Habitat Resources: Creating a Backyard Pond

Learn how to build a simple pond.
By Doug Inkley

A backyard pond can be just about as simple or complex as you want it to be. In fact, you can start out with a simple design, which I recommend, and then gradually make it as complex as you want. If you're just getting started, don't let the diagrams you've seen...kidney-shaped ponds lined with fancy rock, a fountain in the center, bi-level, etc., get the best of you. Just go out and dig a hole in the ground, pad it with sand (old carpet works very well too) to even out the rough spots and protect the liner, and then install the liner. When you've filled the liner with water, add a few plants from a local nursery and you're done. Oh yes, one more important thing, you'll have to spend lots of time watching all the critters.

If you want something a little more complex, that's quite easy too. Make the difficult job of digging the hole easier by spreading it out over a few weeks. If your soil is clayey like mine, spraying the excavation edges with water after each digging session will loosen it up for next time. If you're using a preformed liner, place it on the ground first to mark the shape you'll dig. With a PVC or rubber fabric liner, be sure not to dig the hole so large that there isn't enough liner to cover the hole and some distance back from the edge. It's a good idea to have flat areas - both on the bottom and on shelves that flank the sides. A good flat bottom area will offer you secure footing as you finish shaping and digging your pond. Dig your pond at least one foot and preferably 2-3 feet deep. Use the dirt you removed to contour and cover the edges of the liner. If your pond site yields lots of roots and rocks, digging will be harder and you'll need to make an extra effort in protecting that liner. Old carpet is ideal for covering jagged edges and poking root stubs. After you're sure your liner covers that hole well, the fun part begins. Turn on the hose, grab a soda and watch it fill.
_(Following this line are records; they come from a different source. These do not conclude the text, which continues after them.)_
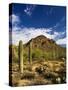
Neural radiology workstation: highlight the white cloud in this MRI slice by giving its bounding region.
[56,37,67,45]
[24,5,36,16]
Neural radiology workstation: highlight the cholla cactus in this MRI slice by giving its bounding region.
[19,40,23,73]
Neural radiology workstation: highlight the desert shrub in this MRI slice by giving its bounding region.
[21,71,35,79]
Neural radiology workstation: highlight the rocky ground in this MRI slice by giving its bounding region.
[10,60,66,86]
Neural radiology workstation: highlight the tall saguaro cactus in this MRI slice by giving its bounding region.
[19,40,23,73]
[29,40,32,64]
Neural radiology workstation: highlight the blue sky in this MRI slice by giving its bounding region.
[9,4,66,45]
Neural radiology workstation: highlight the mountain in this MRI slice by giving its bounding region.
[9,35,66,61]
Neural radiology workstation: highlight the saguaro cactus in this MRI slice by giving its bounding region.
[19,40,23,73]
[29,40,32,64]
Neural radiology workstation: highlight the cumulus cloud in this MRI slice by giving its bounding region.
[24,5,36,16]
[9,14,20,26]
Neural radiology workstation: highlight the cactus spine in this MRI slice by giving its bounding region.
[29,40,32,64]
[19,40,23,73]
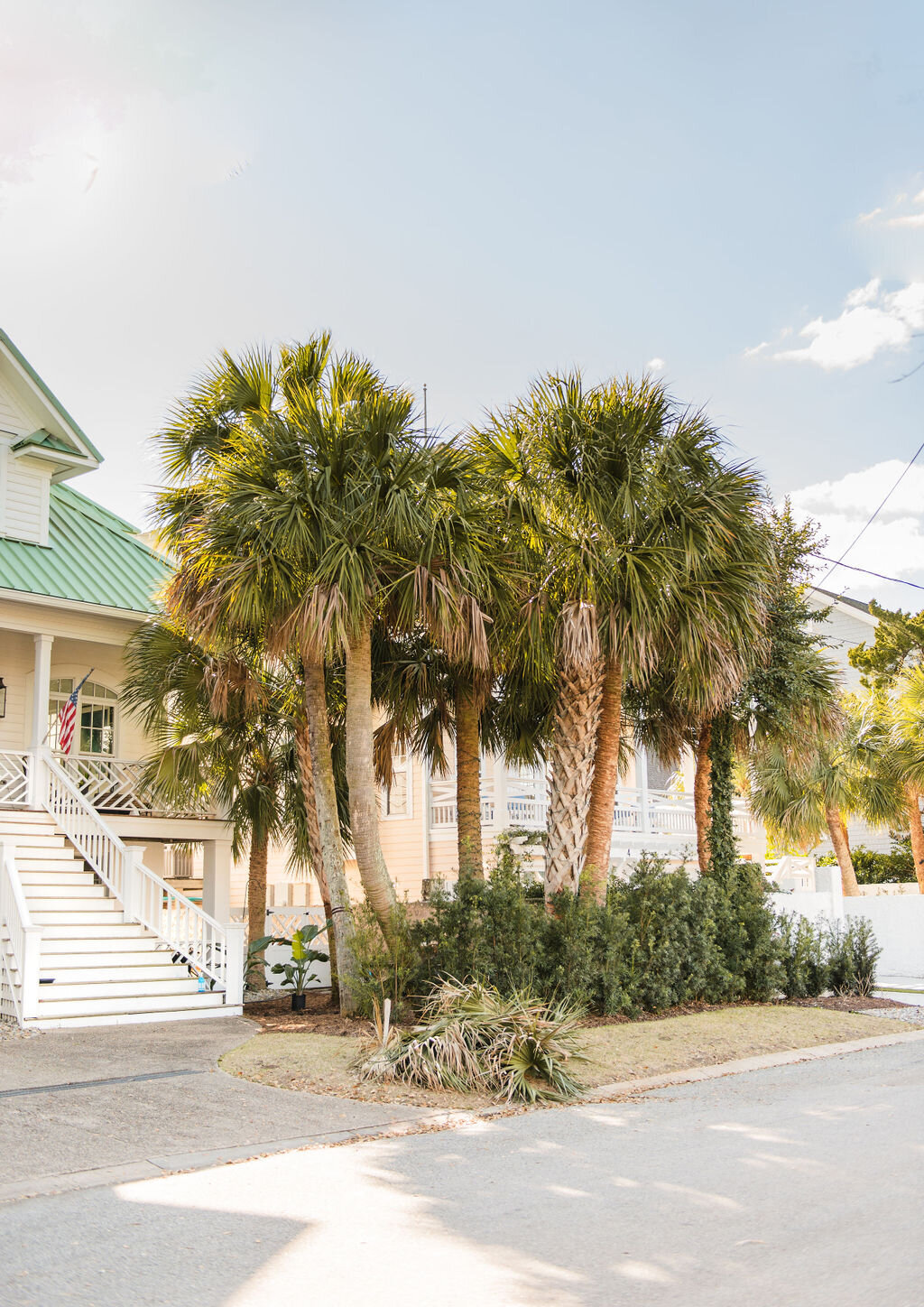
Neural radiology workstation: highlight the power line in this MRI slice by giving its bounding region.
[811,440,924,589]
[811,554,924,589]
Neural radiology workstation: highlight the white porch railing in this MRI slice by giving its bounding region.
[430,776,545,830]
[56,756,215,817]
[0,749,29,808]
[38,752,245,1006]
[0,843,42,1026]
[613,787,755,839]
[430,776,755,847]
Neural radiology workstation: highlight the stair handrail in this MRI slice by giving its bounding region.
[39,750,243,1004]
[0,840,42,1026]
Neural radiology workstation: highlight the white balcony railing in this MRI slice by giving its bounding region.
[430,776,755,847]
[0,749,29,808]
[56,756,216,817]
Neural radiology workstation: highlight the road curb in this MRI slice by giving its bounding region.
[0,1030,924,1205]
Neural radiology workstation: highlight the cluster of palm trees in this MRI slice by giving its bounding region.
[128,335,846,1009]
[745,666,924,894]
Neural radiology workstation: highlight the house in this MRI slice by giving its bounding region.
[0,332,243,1027]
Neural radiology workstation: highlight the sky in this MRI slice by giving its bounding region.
[0,0,924,609]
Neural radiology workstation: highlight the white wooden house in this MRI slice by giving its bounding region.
[0,332,243,1027]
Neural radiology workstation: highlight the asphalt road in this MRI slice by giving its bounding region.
[0,1043,924,1307]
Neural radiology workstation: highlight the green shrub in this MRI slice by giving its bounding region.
[817,835,916,885]
[409,855,779,1015]
[359,980,583,1103]
[779,913,828,998]
[826,916,882,997]
[353,904,417,1019]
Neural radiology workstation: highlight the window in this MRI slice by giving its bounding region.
[379,753,411,817]
[49,677,119,756]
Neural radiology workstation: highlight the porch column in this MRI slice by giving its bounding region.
[29,635,55,749]
[202,839,231,925]
[635,749,650,835]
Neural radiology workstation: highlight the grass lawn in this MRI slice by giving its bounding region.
[219,1004,915,1108]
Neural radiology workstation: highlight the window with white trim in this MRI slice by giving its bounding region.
[379,753,411,817]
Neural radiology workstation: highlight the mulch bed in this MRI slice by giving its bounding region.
[245,989,903,1038]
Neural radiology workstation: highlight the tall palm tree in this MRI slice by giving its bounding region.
[157,333,356,1012]
[373,627,549,880]
[123,618,295,967]
[746,700,895,895]
[157,338,499,940]
[863,666,924,893]
[477,374,767,899]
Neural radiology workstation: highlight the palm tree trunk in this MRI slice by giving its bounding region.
[904,784,924,894]
[303,659,356,1015]
[346,625,397,946]
[545,663,604,902]
[693,721,712,872]
[825,808,860,898]
[455,686,485,881]
[580,657,622,904]
[295,721,340,1003]
[247,830,269,988]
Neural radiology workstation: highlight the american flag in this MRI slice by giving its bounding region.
[58,677,79,753]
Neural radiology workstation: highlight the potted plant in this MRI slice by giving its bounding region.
[269,922,328,1012]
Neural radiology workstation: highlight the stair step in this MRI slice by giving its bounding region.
[0,820,72,849]
[18,866,96,890]
[30,899,123,930]
[23,872,107,907]
[13,844,84,872]
[35,986,225,1017]
[39,953,189,992]
[39,920,154,951]
[38,977,208,998]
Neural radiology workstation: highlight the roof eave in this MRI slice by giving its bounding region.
[0,327,103,467]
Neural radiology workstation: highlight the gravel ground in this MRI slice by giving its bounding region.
[0,1021,38,1043]
[861,1004,924,1026]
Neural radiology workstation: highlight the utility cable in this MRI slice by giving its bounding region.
[811,440,924,589]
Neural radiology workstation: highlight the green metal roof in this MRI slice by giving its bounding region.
[0,328,103,463]
[13,426,73,459]
[0,485,170,613]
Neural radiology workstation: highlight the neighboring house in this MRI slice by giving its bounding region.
[0,332,243,1027]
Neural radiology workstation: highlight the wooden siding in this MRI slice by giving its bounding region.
[0,455,51,545]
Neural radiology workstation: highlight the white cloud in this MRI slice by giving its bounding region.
[762,277,924,371]
[790,459,924,610]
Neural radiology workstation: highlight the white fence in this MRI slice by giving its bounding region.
[766,867,924,979]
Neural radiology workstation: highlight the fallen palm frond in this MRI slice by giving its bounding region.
[359,980,583,1103]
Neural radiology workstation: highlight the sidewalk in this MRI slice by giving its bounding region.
[0,1017,432,1200]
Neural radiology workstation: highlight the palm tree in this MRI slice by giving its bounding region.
[157,338,499,940]
[157,335,356,1012]
[373,626,549,880]
[123,618,294,967]
[477,374,767,899]
[864,666,924,893]
[746,700,895,895]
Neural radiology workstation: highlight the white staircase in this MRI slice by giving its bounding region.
[0,809,241,1030]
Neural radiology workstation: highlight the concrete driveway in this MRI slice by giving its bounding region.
[0,1017,428,1197]
[0,1043,924,1307]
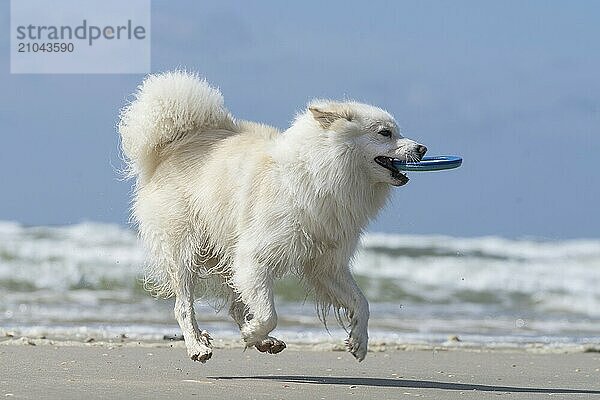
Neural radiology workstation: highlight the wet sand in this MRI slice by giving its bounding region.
[0,340,600,400]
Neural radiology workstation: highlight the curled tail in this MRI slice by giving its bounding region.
[118,71,235,177]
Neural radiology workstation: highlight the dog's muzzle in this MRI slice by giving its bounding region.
[374,156,409,186]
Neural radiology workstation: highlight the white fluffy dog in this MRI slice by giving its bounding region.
[119,71,427,362]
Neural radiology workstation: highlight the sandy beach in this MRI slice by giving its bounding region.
[0,338,600,399]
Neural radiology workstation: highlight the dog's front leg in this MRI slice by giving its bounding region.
[306,268,369,361]
[231,257,278,351]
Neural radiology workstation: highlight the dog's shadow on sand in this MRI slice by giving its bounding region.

If you're like me, you want to attract frogs. The best way, the experts say, is to leave fish out of your pond. They'll eat most of the frog eggs and tadpoles. But, I like fish! Besides, you can have fish and some frogs, too, by creating lots of hiding and feeding cover for the frogs. I put some leaves and branches in my ponds. These provide cover as well as added nutrients and structure for small tadpole and frog foods to prosper. Piles of rocks, emerging as islands, and healthy emergent vegetation are also important as they provide emerging and perching places for frogs and for other pond life like dragonflies. Don't make the sides too steep as it will be very difficult for the frogs and other animals that may venture into the pond to escape. With many nooks and crannies, like in a natural pond, the frogs will have a chance. You can jumpstart your pond with frogs, if you'll pardon the pun. Contact a local nature center or resource agency and find out about tadpole relocation efforts that may already be underway. Ask if you can obtain some tadpoles for your pond. If you don't want to go to all that trouble, worry not as chances are the frogs will find their own way to your pond. As you can see, making a frog pond is simple. Yes, it takes some effort and time, but I found just creating it to be almost as much fun as enjoying it afterwards.